Parole violation nets man 71 days |

Parole violation nets man 71 days

John Colson

A man “in need of a major wake-up call,” in the words of a local prosecutor, narrowly escaped a prison term Monday.

Jose Camara admitted that he had violated the conditions of his probation from a drug conviction earlier this year, and prosecutor Lawson Wills recommended that Camara be sent to prison for two years.

“This is a man in need of a major wake-up call,” Wills said.

But the judge instead sent him to the Pitkin County Jail for 71 days and ordered him to begin taking an anti-booze drug that will make him sick if he drinks.

Camara, 28, pleaded guilty to possession of more than a gram of cocaine earlier this year and was sentenced to probation by Judge J.E. DeVilbiss. The sentence included orders to not use drugs or alcohol.

But according to Wills, Camara got in trouble even before being sentenced on the drug charge. He accused Camara of testing positive for cocaine during his pre-sentence evaluation, which is conducted by the local probation department before the judge imposes sentences.

In addition, Wills said Camara once showed up drunk at a drug and alcohol therapy session, and that his blood alcohol level registered 0.231, four times the legal driving limit, when he appeared for a meeting with the probation department.

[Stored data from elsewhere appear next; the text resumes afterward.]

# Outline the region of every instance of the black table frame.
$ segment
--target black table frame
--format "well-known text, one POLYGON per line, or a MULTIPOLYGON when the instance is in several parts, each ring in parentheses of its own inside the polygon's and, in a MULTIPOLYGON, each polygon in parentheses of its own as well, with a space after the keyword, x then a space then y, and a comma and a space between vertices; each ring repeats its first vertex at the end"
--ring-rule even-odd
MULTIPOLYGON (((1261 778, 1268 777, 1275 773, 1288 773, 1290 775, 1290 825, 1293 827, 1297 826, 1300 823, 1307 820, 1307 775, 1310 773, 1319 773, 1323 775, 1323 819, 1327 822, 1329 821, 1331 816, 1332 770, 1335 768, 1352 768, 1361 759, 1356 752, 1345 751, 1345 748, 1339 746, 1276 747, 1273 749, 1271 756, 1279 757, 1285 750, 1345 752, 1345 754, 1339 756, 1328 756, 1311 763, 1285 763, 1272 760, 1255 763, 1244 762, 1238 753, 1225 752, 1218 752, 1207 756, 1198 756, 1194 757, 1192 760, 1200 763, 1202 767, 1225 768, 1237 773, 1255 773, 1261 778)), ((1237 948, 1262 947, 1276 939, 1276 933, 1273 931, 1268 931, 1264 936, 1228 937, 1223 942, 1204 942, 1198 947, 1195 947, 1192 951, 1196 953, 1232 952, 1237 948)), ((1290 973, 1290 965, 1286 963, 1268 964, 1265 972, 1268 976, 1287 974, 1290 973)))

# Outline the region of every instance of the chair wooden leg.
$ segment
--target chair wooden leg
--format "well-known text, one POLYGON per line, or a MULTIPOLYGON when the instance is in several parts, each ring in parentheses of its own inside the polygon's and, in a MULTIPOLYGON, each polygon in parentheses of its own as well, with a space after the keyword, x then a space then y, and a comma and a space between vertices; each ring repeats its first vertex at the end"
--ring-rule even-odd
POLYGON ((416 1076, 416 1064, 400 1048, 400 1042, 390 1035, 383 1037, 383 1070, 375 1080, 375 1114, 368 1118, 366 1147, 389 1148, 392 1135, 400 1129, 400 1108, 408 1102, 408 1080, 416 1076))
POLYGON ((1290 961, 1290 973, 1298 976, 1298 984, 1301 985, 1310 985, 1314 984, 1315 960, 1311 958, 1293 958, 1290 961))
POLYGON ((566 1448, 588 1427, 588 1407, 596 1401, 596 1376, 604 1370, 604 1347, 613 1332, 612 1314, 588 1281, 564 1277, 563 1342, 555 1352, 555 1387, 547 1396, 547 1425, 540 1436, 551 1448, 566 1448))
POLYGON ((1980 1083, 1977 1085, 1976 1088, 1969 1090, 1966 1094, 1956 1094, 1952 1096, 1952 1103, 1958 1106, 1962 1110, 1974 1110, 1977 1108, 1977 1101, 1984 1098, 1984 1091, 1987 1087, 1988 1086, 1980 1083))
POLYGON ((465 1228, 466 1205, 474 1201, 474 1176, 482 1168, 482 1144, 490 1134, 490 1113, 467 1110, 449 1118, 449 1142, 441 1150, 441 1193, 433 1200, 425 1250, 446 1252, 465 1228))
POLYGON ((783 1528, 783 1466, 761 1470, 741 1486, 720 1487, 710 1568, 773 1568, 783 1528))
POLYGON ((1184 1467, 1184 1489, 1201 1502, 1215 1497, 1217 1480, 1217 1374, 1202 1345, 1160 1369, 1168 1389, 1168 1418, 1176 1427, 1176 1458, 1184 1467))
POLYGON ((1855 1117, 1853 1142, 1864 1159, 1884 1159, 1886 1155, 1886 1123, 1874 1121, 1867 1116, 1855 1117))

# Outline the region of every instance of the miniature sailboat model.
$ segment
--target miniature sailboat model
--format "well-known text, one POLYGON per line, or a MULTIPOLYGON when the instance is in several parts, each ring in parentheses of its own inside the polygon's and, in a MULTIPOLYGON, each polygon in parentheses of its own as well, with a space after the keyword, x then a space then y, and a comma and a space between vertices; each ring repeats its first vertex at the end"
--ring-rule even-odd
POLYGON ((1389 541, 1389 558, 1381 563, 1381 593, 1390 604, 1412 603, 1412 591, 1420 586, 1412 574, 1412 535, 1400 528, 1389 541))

Wills said Camara was arrested at the Roaring Fork Tavern in Aspen in the case that led to the most recent charge of probation violation.

Citing a letter from a counselor at the Hispanic Counseling Service organization, DeVilbiss declared in court that Camara has “severe alcohol dependency.”

The letter, from counselor Jose Manuelo, suggested that the drug Antabuse, which renders one violently ill if he or she takes a drink while on the regimen, would not work in Camara’s case.

Manuelo, according to DeVilbiss, suggested that a prison term might be the only thing that “may get his [Camara’s] attention.”

But Camara’s defense attorney, Jeff Wertz, argued that his client has been drug and alcohol free for some time and is trying to straighten his life out. He said that Camara has won the support of his boss, Tom Elder of the Red Onion, and that his recent urinalysis tests have come back negative for drugs and alcohol.

“I hope that somehow … you find the strength and resources to avoid alcohol and drugs,” DeVilbiss said as he sentenced Camara.

The judge formally resentenced Camara to 90 days in jail. But he had already served 19 days while awaiting trial and will actually spend 71 days in the county lockup.

The judge initially said Camara could serve his time as a work-release prisoner. But because Camara allegedly tested positive for cocaine when he was booked into the jail, his work-release privileges were canceled.